Sakura Shrine (作楽神社, Sakura Jinja) is a Shinto shrine in the Jingo neighborhood of the city of Tsuyama in Okayama Prefecture, Japan. The main festival of the shrine is held annually on the second Sunday of April.The entire 30,189 square meters precincts of the shrine was designated a National Historic Site in 1922 as the 'Innoshō-no-yakata (Kojima Takanori Legendary place)'.

==Enshrined kami==
The kami enshrined at Sakura Jinja are:
- Emperor Go-Daigo
- Kojima Takanori

==History==
Sakura Jinja was founded in 1869 by Matsudaira Yoshinori, the final daimyō of Tsuyama Domain, on the site of the Innoshō-no-yakata, the ruins of the fortified residence of the shugo of Mimasaka Province from the Kamakura period to the Muromachi period. In 1331, Emperor Go-Daigo, having initially failed to overthrow the Kamakura shogunate in the Genkō War, was forced to abdicate the throne and was exiled to the Oki Islands. En route from Kyoto to his place of exile, he stayed overnight at the Innoshō-no-yakata. At this time, anti-Kamakura sentiment in western Japan was strong, and a local magnate in Bizen Province, Kojima Takanori, raised forces in an attempt to rescue Emperor Go-Daigo while he was being escorted into exile. Unable to find a suitable opportunity, he snuck into the Innoshō-no-yakata at night and carved a message into the trunk of a sakura cherry tree with a poem proclaiming his loyalty to the Emperor and a pledge that he would one day rescue him. This story was recorded in the medieval chronicle Taiheiki.

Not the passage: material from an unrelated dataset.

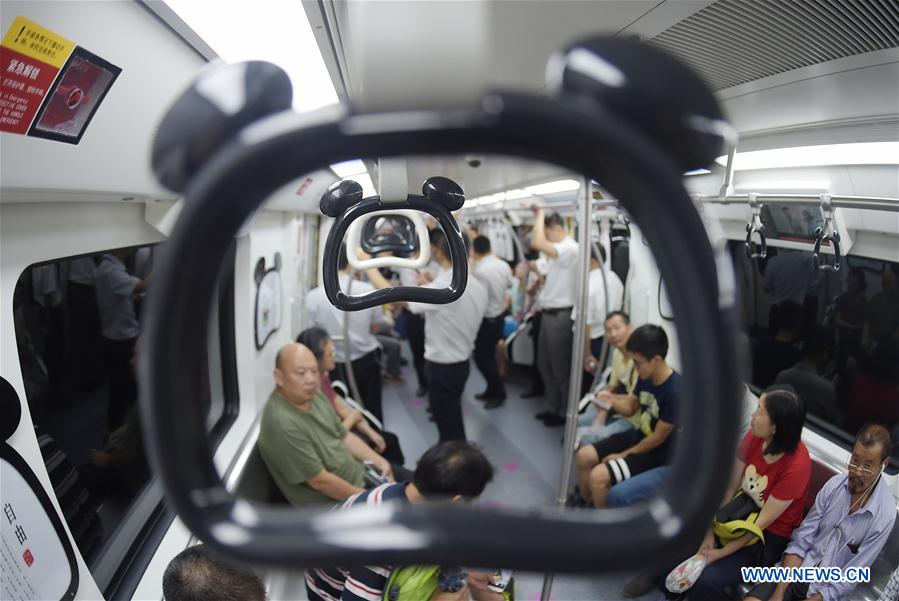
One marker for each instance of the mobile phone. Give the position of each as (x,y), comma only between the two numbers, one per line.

The story gained popularity in the Bakumatsu period and with parallels being drawn between the Genkō War and the Meiji restoration, many feudal lords were searching for ways to ingratiate themselves with the new regime. Matsudaira Yoshinori petitioned for permission to erect a Shinto shrine on the site of the Innoshō-no-yakata, and the shrine was completed in 1869. In 1877, it was granted the rank of Prefectural Shrine, under the State Shinto System of ranked Shinto shrines. In 1907, the actor Kawakami Otojirō, who was performing a historical drama with Kojima Takanori as the main character, donated a new Haiden to the shrine. The current shrine building was rebuilt in 1923.

==Site of the Innoshō-no-yakata==
Archaeological excavations were conducted in 1973 to 1974 and from 1980 to 1981. The fortified residence occupied an area 200 meters from east to west and 150 meters from north to south. The location of a well and several structures were identified. Artifacts included Celadon porcelain, white porcelain, and Bizen ware.

The shrine is located about 15 minutes on foot from Innoshō Station on the JR West Kishin Line.